THE HYBRID WORKING MODEL IS ON THE RISE

THE HYBRID WORKING MODEL IS ON THE RISE

Coronavirus dominates every conversation as the world grapples with the magnitude of the Covid-19 pandemic. What was considered normal no longer applies today. COVID-19 has become a catalyst for a new norm and turned upside down our many familiar routines and just about everything we took for granted in our lives. Nature is changing our world and allows us in the process to question old ways and norms as we are looking for a new life after COVID-19.

Our work place is no exception.
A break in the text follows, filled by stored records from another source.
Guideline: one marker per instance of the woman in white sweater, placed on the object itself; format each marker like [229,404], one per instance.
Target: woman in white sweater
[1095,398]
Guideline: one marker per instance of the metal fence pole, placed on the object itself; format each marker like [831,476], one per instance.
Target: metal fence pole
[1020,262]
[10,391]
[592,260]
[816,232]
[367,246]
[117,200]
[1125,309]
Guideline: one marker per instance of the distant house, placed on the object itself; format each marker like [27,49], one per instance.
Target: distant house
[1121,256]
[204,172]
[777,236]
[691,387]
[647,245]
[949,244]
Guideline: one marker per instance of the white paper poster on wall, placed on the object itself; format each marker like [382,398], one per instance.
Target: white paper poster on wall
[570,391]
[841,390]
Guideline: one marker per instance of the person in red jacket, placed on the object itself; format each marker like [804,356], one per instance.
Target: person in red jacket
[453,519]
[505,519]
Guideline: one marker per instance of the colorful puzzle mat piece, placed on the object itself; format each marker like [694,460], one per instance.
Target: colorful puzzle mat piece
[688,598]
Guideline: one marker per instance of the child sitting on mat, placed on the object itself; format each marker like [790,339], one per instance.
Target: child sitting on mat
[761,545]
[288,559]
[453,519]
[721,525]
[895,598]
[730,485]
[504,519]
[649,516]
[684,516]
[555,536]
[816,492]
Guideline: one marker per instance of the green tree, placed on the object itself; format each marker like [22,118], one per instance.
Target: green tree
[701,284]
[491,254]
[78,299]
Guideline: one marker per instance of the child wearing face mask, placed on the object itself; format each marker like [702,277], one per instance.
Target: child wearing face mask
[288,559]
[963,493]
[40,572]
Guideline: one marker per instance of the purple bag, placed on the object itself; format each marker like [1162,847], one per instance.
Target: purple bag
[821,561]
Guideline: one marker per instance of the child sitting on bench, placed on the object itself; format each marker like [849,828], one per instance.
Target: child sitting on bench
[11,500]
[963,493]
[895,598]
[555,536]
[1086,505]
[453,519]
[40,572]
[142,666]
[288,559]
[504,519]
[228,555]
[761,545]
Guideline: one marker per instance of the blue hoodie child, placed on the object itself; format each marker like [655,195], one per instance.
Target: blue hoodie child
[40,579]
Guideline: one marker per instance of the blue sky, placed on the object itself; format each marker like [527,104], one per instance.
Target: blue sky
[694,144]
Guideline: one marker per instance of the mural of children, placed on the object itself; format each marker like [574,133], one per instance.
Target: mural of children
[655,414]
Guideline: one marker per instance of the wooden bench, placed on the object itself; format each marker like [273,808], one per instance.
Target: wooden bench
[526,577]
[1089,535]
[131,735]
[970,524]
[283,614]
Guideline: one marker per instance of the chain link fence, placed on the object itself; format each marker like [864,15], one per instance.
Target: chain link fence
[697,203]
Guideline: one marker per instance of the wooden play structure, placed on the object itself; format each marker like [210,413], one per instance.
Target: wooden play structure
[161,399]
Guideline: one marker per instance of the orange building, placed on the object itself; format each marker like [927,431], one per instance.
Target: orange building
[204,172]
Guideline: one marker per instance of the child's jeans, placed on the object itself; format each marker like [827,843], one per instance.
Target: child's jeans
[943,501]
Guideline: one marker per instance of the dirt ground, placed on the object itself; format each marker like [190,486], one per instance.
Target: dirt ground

The unprecedented “work from home” experiment questions our daily routing we have embarked on, while working in remote office spaces. On average, a daily 2-way commute takes 52 minutes from door to door and is the 2nd largest contributor to carbon emission after the electricity sector.

Looking at how challenging these office commuting norms are, it must be recognized that no one model fits all. It therefore must be a combination of a remote, semi-remote and office-based employee strategy. Companies driven by an effective hybrid work space strategy will be able to benefit on several fronts but will only be successful if they:

1. clearly define the best distribution guidelines of a recommended hybrid model for each department (x% remote, x% semi-remote and x% office-based)

2. provide the IT infrastructure to seamless support each model within all working environments

3. provide a revised workspace structure (less offices and more meeting/ brain storming rooms)

4. ensure full C-level and managerial support

The rise of the hybrid working model is down to the fact that in the post-pandemic world many people want to be back in the office, but not all the time. Further the home office experience has shown how efficient work from remote locations are, including the reduction of travel through video conferencing.

In this sense, Covid-19 provides a unique opportunity to challenge old norms. Corporates have the ability to increase productivity, attract new talents and safe costs at the same time.

We will fail if we do not succeed in using this crisis as an opportunity to challenge and change old norms to the better of mankind.